Between utility suits, flight suits, strictly-belted tailored suits, and slender leather shirts with matching leather ties, there was an air of tonal, monumental dressing, which did go hand-in-hand with the industrial influences of the post-modern New Yorker artist wardrobe, but also evoked more symbolic uniforms of the post-war era. That wasn’t on the mood board, but the designers explained that the look they had in mind was about interrupting familiar or generic lines with pieces that express a certain individuality.
That’s why colorful silken and fluffy foulards were tied around necks, why suits were bejeweled with jingly grape brooches, or why trousers were wildly magnified. It’s why a pink granny cardigan suddenly popped up, then a sexy cheetah print gilet, then a jumper motif that seemed to have zoomed in on a fragment of a multi-colored argyle pattern. Those graphic, color-block elements were nods to Donald Judd, whose SoHo building Luke would pass every day, admiring its Dan Flavin installation, when he lived in New York.

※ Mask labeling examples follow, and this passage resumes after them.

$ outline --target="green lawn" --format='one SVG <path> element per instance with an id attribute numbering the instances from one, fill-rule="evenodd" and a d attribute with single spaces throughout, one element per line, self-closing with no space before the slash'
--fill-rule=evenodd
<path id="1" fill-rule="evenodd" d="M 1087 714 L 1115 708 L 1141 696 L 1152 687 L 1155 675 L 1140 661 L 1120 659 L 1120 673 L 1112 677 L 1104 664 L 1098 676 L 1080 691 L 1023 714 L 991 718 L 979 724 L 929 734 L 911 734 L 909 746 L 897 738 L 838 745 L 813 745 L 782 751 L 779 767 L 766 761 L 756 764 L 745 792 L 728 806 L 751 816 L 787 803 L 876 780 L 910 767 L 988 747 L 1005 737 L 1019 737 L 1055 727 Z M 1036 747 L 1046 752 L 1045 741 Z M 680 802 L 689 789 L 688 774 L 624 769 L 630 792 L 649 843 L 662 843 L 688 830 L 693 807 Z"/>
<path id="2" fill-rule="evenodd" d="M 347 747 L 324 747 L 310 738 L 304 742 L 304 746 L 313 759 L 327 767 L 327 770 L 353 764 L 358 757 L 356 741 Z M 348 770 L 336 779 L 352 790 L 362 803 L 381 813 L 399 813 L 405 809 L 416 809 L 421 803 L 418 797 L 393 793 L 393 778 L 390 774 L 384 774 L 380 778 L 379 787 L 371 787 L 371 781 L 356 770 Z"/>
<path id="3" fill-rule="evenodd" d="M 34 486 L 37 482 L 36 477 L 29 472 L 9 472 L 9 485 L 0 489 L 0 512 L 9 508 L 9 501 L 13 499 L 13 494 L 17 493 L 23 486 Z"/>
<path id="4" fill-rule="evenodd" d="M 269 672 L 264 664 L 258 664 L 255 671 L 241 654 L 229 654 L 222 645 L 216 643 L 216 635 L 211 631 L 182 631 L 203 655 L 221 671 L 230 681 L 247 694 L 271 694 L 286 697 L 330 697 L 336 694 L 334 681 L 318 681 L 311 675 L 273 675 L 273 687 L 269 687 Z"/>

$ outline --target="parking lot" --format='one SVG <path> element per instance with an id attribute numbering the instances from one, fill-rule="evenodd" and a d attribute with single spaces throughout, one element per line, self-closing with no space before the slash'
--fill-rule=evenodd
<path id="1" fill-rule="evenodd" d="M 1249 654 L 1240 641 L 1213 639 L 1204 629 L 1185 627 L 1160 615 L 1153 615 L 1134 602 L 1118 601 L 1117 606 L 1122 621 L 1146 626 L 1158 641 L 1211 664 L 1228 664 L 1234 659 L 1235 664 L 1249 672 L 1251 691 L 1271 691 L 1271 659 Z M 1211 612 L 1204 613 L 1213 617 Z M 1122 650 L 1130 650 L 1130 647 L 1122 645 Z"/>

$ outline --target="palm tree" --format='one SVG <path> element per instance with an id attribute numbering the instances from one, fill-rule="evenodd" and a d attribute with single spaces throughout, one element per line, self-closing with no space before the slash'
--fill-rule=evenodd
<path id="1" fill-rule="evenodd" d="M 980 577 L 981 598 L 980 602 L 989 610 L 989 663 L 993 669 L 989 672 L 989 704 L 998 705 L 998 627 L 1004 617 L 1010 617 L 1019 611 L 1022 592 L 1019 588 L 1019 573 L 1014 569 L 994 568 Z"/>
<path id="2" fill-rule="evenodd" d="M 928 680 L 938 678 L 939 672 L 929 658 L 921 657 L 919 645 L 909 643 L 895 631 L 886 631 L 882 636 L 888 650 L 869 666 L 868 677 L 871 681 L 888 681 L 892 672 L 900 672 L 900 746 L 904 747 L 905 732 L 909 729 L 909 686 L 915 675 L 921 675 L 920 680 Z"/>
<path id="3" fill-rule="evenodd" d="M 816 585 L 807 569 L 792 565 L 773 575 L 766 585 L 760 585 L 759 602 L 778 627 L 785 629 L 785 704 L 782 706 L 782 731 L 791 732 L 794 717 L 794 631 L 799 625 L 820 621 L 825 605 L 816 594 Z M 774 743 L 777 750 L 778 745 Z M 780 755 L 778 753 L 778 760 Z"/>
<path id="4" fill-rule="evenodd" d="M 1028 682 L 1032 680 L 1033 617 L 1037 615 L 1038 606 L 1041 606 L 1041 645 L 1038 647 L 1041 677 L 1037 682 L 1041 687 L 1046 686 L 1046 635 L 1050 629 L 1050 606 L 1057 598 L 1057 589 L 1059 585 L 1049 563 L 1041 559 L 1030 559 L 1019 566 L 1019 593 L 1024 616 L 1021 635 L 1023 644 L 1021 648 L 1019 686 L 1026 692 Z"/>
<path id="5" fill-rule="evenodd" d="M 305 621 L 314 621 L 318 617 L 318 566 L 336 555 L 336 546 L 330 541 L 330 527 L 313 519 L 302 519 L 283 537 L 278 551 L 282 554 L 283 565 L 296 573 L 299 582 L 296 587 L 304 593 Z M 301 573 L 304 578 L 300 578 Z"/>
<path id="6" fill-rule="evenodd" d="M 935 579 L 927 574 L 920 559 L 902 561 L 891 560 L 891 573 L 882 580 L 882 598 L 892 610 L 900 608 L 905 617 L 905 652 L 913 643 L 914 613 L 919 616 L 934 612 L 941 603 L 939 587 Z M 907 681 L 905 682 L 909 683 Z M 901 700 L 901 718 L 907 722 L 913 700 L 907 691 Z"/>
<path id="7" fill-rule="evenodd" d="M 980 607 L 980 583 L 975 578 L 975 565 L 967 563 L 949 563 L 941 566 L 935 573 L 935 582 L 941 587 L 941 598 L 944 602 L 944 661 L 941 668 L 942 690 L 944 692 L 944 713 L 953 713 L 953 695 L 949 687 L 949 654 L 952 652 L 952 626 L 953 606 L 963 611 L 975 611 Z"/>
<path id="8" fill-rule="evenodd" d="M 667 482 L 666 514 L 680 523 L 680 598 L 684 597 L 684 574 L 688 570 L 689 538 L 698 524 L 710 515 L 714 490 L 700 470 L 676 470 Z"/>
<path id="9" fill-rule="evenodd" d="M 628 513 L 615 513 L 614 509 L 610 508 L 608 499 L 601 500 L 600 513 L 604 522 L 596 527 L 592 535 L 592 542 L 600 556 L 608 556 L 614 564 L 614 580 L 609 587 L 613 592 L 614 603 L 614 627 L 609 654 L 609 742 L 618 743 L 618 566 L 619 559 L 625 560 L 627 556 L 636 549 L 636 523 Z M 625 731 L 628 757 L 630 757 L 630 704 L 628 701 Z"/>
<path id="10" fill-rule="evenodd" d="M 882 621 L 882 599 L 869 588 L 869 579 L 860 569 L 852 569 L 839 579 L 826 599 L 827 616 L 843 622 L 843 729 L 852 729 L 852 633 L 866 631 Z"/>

Embroideries on the knees of trousers featuring the words Venture and Paradise (“we just liked the words,” Luke said) had been lifted from an old grocery store advert and treated with the utmost savoir-faire; as had a similar old-school advert that read Fun alongside a price tag, interpreted in a jacquard and intarsia knitted vest (a fairly ironic statement for Jil Sander, a brand that is many things but rarely Fun!). “The idea of taking the banal and elevating it was the spirit of the approach to art in New York at the time, post-Warhol Pop,” Luke said. “It doesn’t have to be loaded with reference, it can just be graphically arresting.”
After being stuck in the same places for so long, with the selfies of social media as our only real window to people-watching, this re-emergent period could trigger the individuality the Jil Sander designers are hoping to experience in the street once again. “I miss those characters and that world,” Luke said. “I don’t know if it’s because we’ve been stuck inside so much, but I just want to see some interesting people.”